Aquellos años de secundaria

Fecha de publicación: 13-ago-2015 6:52:09

Carlos Alberto Gutiérrez Aguilar

El ingreso a la secundaria significó en mi vida dos cambios sustanciales: modificó mi rutina, pues debía asistir a la escuela en un turno de siete horas, y me obligó a cruzar todo Guerrero Negro, ya que el plantel se ubicaba casi a la entrada del poblado y yo vivía en el otro extremo, en la calle Álvaro Obregón.

Los días iniciales (era septiembre de 1977) fueron complicados para mí a causa del horario. Por primera vez tenía que madrugar para alistarme, cada mañana. Alrededor de las 5:20 me llamaba mi mamá. Somnoliento aún me vestía, mientras ella me preparaba el desayuno y un lonche. No podía ir desprotegido a la escuela: hasta entonces acostumbraba comer a las doce, de modo que para el segundo receso largo mi estómago ya protestaba furioso por alimento. Yo sacaba entonces los sándwiches y los jugos Kern’s, y lonchaba en el salón en tanto que mis compañeros jugaban en el patio.

Después de las dos de la tarde regresaba a casa. Mi madre me esperaba ya con la comida calientita. Me parecía extraño sentarme a la mesa a esa hora (los miércoles a oscuras, pues la compañía Exportadora de Sal interrumpía el servicio eléctrico para darles mantenimiento a los transformadores ubicados en los postes callejeros).

Mientras comía le platicaba a mi mamá lo ocurrido en la escuela: mis maestros, mis compañeros, los temas vistos en clase. Ella me escuchaba con atención, me preguntaba, me aconsejaba, me sugería lecturas para estudiar.

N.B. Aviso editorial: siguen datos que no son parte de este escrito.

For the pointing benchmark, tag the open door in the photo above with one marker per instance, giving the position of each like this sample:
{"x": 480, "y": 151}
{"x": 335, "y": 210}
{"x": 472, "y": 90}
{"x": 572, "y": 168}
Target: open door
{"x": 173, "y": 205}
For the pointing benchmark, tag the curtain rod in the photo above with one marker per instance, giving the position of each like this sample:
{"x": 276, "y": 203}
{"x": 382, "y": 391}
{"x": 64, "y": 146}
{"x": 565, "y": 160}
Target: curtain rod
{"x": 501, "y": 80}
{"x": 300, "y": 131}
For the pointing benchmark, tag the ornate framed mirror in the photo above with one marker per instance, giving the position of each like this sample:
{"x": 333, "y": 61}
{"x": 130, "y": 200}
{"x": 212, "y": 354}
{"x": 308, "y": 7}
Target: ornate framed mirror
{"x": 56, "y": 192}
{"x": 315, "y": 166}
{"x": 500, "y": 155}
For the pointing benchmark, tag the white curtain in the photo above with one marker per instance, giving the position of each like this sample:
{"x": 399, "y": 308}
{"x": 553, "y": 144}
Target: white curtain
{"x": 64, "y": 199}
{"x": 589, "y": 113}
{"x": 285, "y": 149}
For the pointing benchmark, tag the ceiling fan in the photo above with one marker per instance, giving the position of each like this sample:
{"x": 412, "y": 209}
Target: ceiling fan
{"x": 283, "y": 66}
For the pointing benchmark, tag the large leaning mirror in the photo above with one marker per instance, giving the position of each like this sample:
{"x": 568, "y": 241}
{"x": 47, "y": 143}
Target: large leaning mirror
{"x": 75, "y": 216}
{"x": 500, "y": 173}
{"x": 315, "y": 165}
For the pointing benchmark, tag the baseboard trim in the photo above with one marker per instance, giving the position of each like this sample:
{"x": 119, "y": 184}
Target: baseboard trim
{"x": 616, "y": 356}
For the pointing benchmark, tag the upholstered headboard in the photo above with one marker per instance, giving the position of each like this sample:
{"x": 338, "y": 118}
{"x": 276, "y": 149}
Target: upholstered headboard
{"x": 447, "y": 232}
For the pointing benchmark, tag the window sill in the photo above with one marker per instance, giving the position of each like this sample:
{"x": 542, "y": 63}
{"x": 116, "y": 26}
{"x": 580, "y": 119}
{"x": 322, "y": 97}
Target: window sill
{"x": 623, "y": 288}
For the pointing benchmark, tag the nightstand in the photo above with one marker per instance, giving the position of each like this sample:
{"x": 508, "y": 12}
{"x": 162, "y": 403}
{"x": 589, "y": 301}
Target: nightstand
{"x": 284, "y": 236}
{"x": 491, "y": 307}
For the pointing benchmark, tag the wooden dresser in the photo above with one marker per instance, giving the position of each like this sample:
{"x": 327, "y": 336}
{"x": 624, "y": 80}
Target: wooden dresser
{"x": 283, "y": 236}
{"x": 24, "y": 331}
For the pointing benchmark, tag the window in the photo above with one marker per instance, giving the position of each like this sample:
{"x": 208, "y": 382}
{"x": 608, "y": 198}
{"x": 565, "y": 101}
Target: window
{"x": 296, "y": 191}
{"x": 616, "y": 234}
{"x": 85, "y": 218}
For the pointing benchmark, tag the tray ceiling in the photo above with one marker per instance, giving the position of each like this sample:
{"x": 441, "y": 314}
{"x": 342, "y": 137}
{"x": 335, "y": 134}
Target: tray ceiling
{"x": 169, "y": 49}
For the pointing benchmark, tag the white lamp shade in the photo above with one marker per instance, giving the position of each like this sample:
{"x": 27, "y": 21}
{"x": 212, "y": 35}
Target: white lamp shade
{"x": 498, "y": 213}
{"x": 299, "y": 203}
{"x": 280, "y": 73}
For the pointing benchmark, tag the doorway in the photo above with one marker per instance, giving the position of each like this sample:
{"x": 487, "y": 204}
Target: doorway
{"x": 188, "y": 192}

Posteriormente yo dormía una siesta, desacostumbrado como estaba a madrugar. Debía reponerme del desvelo.

* * *

La Escuela Secundaria Federal Francisco J. Mújica se encontraba en el Fundo Legal, casi en despoblado. Unos metros al oriente, las casas correspondientes a las dos primeras secciones de Infonavit. Alrededor del plantel, predios aún sin ocupar.

A la mayor parte de los guerreronegrenses –residentes de las colonias Loma Bonita, El Dominó y el centro, ésta última conocida como “el pueblo”, perteneciente a la zona concesionada a la compañía salinera– la secundaria nos parecía lejanísima. “¡Qué ocurrencias de hacerla hasta allá!”, se quejaba mi mamá con frecuencia.

Para salvar la distancia, el gobierno había dotado a la escuela de un autobús, que recogía a los estudiantes en tres viajes, a partir de las 6:15 de la mañana, y otros tantos recorridos al terminar las clases. El chofer era el Prieto Meza, familiar de una vecina nuestra y con quien él acudía cada mañana. Entonces, los secundarianos del barrio aprovechábamos para abordar ahí mismo el camión al despuntar el alba. En los días de invierno llegábamos a la escuela aún a oscuras, y esperábamos al resto de nuestros compañeros viendo amanecer tras las casas de interés social.

Mi mamá me despedía cariñosa a la puerta de la casa, con un infaltable “pórtate bien”. Y yo en clase pensaba mucho en ella, que se levantaba antes que todos para prepararnos ropa y desayuno; y en mi padre, que una semana salía a trabajar aún bajo la luz de las estrellas y otra regresaba a casa cerca de medianoche, según el turno que se le asignara en su trabajo de cosecha de la sal.

Pensaba yo en su sacrificio y a fin de corresponder ponía mi mayor esfuerzo en el estudio. Ambos eran mi motivación para aplicarme en Matemáticas, Física y Química, materias que me resultaban estériles y aburridas.

En las contadas ocasiones en que dejaba de surtir efecto el “pórtate bien” y yo recibía el llamado de atención de algún maestro –por platicar, generalmente–, me invadía un gran remordimiento de conciencia al regresar a casa y ser recibido por el rostro sonriente y cariñoso de mi madre. ¡Cómo me dolía el alma manchada por mi falta, mientras la veía servirme la comida y escuchaba sus preguntas por mi día escolar! No me atrevía a mirar sus ojos, no podía seguir callando mi vergüenza, sentía una gran opresión en el pecho. Y soltaba:

–Me regañaron…

Ella me veía fijamente, de pie, su sonrisa de pronto desaparecida.

–¿Quién te regañó?

–El profesor fulano.

–¿Por qué te regañó?

–Porque estaba platicando en clase.

–¿Y por qué te pones a platicar, si sabes que no debes platicar en clase? –con la voz alzada.

Me sentía incapaz de responder a tal pregunta.

Entonces empezaba la siguiente fase de mi tormento.

–¡Yo te mando a la escuela a estudiar, no a que te andes portando mal y te estén regañando…!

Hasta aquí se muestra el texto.